Another good example of an advertisement or product that was a big fantasy for women would be the long-time famous fashion Barbie doll. Barbie was created around 1959 and was a deeply desired product for little girls and even older women that wanted collectibles. There are almost one hundred fifty inspirational careers that the Barbie dolls were clothed in. For example, she was dressed as an astronaut, journalist, pilot, firefighter, and many more. The creators of the Barbie doll wanted to create the most diverse doll on the market, which they succeed to do. There was a post on Tumblr, a website for blogs that was about Barbie. The post made it seem as if Barbie was talking on the blog.

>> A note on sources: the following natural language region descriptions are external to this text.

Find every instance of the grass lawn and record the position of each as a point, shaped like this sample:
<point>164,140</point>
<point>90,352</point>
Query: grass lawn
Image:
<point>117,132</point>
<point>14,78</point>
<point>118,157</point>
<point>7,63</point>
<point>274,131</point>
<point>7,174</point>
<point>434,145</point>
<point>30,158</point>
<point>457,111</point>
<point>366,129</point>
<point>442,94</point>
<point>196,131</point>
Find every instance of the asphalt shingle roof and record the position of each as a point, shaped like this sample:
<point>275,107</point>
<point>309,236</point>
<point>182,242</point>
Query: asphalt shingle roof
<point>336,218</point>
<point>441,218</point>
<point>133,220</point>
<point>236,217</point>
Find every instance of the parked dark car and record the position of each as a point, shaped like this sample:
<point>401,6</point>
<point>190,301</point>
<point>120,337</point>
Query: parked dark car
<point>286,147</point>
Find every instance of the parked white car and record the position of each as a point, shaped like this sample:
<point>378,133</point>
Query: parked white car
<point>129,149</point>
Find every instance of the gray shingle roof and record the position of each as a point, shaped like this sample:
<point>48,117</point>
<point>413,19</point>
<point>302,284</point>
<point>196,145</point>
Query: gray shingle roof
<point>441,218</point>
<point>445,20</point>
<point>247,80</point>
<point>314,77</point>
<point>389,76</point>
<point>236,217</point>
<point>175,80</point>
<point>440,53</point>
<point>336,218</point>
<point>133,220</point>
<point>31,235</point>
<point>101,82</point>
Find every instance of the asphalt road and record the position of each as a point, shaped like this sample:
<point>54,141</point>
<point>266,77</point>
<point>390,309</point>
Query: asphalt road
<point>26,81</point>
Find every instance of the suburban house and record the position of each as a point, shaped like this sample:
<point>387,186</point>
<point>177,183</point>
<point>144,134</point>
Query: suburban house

The blog post was titled, Barbie: “ Why Posing for Sports Illustrated Suits Me”, she started by describing that she was created by a mother and her daughter. She talked about how she was created by the ideas of girls having something to play with, to dream and have imagination. When Barbie stated about the dreams and imagination, the thought process immediately changes to fantasy for the product. The fantasy is for girls to have a doll that they can play and have dreams of being like how Barbie is. There always are some cons that come with fantasies and products made, for example, the Barbie doll looks almost “ too perfect”, has a very slim figure, and gets any career she wants. This creates the idea in girls’ minds that they need to be just like Barbie, wear makeup and be slim and tall. Barbie on the post makes a fantastic women empowerment statement to define that women can be whomever they desire and make your dreams your own. She stated, “ The reality of today is that girls can go anywhere and be anything. They should celebrate who they are and never have to apologize for it”. She tries to get girls to realize that they can do what they want, look however they want, and they should not care what other people think of them.
Advertisements, as shown in this essay, try to get Americans to buy their products with fantasies, and consumers do not even realize they are doing this. We develop desires to buy products because of the emotional and sexual connections from the commercials. Women in the advertisements and those watching develop a feeling of vulnerability and men feel the need to show masculinity to be included as the cool guy that can get any woman. Women these days are trying to get involved in women empowerment to show that society should not downgrade them. America’s cultural values will continue to stay the same as long as advertisements show fantasies. Possibly over time Americans will get too fed-up with seeing unrealistic retouched images, and America will change for the better.
Works Cited
- Barbie. “ Why Posing for Sports Illustrated Suits Me.” Barbie Collector. Mattel Inc., 17 February 2014. Web. 17 June 2014.
- Kilbourne, Jean. Killing Us Softly 4 . Media Education Foundation. Dir. Sut Jhally. 2010. Film.
- Messner, Michael A., and Jeffrey Montez de Oca. “ The Male Consumer as Loser: Beer and Liquor Ads in
- Mega Sports Media Events.” Signs: Journal of Women in Culture and Society 30. 3 (2005): 1879-1909. Web. 8 February 2014.